Ça se passe aujourd’hui à Toulouse, où la municipalité de Jean-Luc Moudenc, LR, veut enlever à la paroisse Saint-Aubin, qui fait partie de l’ensemble paroissial de Saint-Étienne, une partie de l’édifice sacré, à savoir sa crypte. Celle-ci, d’une surface de 1 800 m2, construite à partir de 1847, avec ses voûtes en briques roses, ses nefs multiples, son couloir de circulation, représente l’une des plus intéressantes réalisations architecturales de style néo-roman qui soit en France.

Sous prétexte que cette partie de l’église est fermée au public depuis 15 ans, la mairie de Toulouse veut en faire, dès 2022, grâce au projet dit Light House, un espace dédié « à la création, au numérique et à la vie de quartier ». L’objectif est d’y implanter plusieurs startups ayant pour visée « l’image et la production de contenus comme du cinéma, d’animation, des jeux vidéo ou encore du virtuel », mais aussi quelques entreprises spécialisées dans la cryptomonnaie et dans le e-tourisme. La conception de cette réhabilitation macronienne d’un lieu sacré, déjà fort avancée, a été confiée à la société Icade, filiale de la Caisse des Dépôts et Consignations.

Sauf que cette partie de l’église Saint-Aubin, certes propriété de la commune depuis la loi spoliatrice de Séparation du 9 décembre 1905, a pour affectataire – c’est-à-dire pour bénéficiaire d’un droit de jouissance qui ne peut cesser qu’en vertu d’une procédure de désaffectation (article 13 de la loi de 1905 et décret du 17 mars 1970) – le curé de la paroisse. Concrètement, il faudrait que la désaffectation de l’édifice soit prononcée par arrêté préfectoral à la demande du conseil municipal, mais à la condition que l’évêque ait donné préalablement son consentement par écrit.

En a-t-il même le droit ? Une crypte fait clairement partie par sa nature d’un entier édifice cultuel et, sous réserve de plus ample information, on ne connaît pas de cas en France où un édifice du culte ait été sectionné pour qu’une partie en soit désaffectée. La jurisprudence administrative va d’ailleurs dans le sens d’une reconnaissance large de la définition de l’ensemble de l’immeuble cultuel affecté (par exemple, une salle annexe utilisée comme salle de catéchisme, une bande de terrain entourant l’église, ont été considérées par le Conseil d’État comme faisant partie de l’immeuble affecté au culte catholique).
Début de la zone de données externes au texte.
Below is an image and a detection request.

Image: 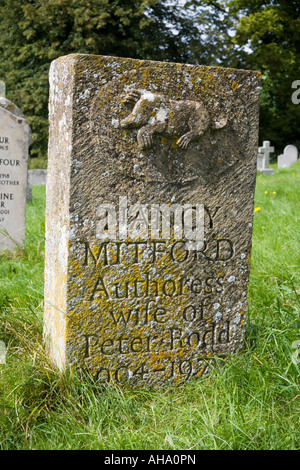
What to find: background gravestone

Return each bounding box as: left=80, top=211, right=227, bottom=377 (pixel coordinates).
left=44, top=55, right=260, bottom=386
left=257, top=140, right=275, bottom=175
left=0, top=97, right=32, bottom=251
left=277, top=145, right=298, bottom=169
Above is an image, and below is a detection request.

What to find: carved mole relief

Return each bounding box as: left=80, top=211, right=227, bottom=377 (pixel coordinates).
left=120, top=89, right=227, bottom=149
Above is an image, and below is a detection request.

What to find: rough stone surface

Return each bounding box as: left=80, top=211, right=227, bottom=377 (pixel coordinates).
left=45, top=55, right=260, bottom=387
left=28, top=169, right=47, bottom=186
left=277, top=145, right=298, bottom=169
left=0, top=104, right=31, bottom=251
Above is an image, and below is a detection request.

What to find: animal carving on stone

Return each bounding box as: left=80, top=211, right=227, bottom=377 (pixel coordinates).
left=120, top=89, right=227, bottom=149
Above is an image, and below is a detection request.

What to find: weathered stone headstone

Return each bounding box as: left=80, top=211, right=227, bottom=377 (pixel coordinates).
left=28, top=169, right=47, bottom=186
left=277, top=145, right=298, bottom=169
left=0, top=97, right=32, bottom=251
left=44, top=54, right=260, bottom=387
left=257, top=140, right=275, bottom=175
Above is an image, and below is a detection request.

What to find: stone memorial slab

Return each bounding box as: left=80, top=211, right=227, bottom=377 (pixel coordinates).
left=277, top=145, right=298, bottom=169
left=44, top=54, right=260, bottom=387
left=28, top=169, right=47, bottom=186
left=0, top=102, right=31, bottom=251
left=257, top=140, right=275, bottom=175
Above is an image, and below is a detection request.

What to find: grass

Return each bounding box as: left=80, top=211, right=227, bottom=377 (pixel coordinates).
left=0, top=164, right=300, bottom=450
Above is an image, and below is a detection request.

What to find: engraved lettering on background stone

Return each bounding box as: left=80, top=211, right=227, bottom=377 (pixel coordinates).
left=120, top=89, right=227, bottom=149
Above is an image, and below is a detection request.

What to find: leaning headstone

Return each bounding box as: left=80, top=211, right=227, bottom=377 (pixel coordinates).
left=257, top=140, right=275, bottom=175
left=0, top=97, right=31, bottom=251
left=44, top=54, right=260, bottom=387
left=277, top=145, right=298, bottom=169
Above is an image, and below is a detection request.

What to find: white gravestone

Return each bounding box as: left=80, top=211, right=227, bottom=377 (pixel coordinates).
left=277, top=145, right=298, bottom=169
left=0, top=104, right=31, bottom=252
left=257, top=140, right=275, bottom=175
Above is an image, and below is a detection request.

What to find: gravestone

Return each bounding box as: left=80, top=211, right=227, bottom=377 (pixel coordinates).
left=0, top=96, right=32, bottom=251
left=44, top=54, right=260, bottom=387
left=28, top=169, right=47, bottom=186
left=257, top=140, right=275, bottom=175
left=277, top=145, right=298, bottom=169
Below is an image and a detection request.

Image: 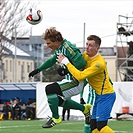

Pour préserver le principe du droit de l’Église sur les édifices du culte et ne pas introduire de précédent, l’archevêque de Bordeaux, Mgr Jean-Pierre Ricard, s’était jadis opposé à la désaffection de l’église Saint-Éloi, pourtant hors-service depuis longtemps, et dont la Fraternité Sacerdotale Saint-Pie-X revendiquait l’utilisation (la réintégration canonique officielle du prêtre qui y célébrait, l’abbé Laguérie, avait ensuite permis de régler la question). Pareillement, l’attitude de l’archevêque de Toulouse, Mgr Robert Le Gall sera d’une importance considérable pour l’avenir des biens d’Église en France : s’il avalisait le projet de la mairie de Toulouse, il introduirait une faille, vraisemblablement contraire à la loi et attaquable, mais en toute hypothèse désastreuse en ce qui concerne la protection des édifices du culte, à un moment où elle risque d’être de plus en plus menacée.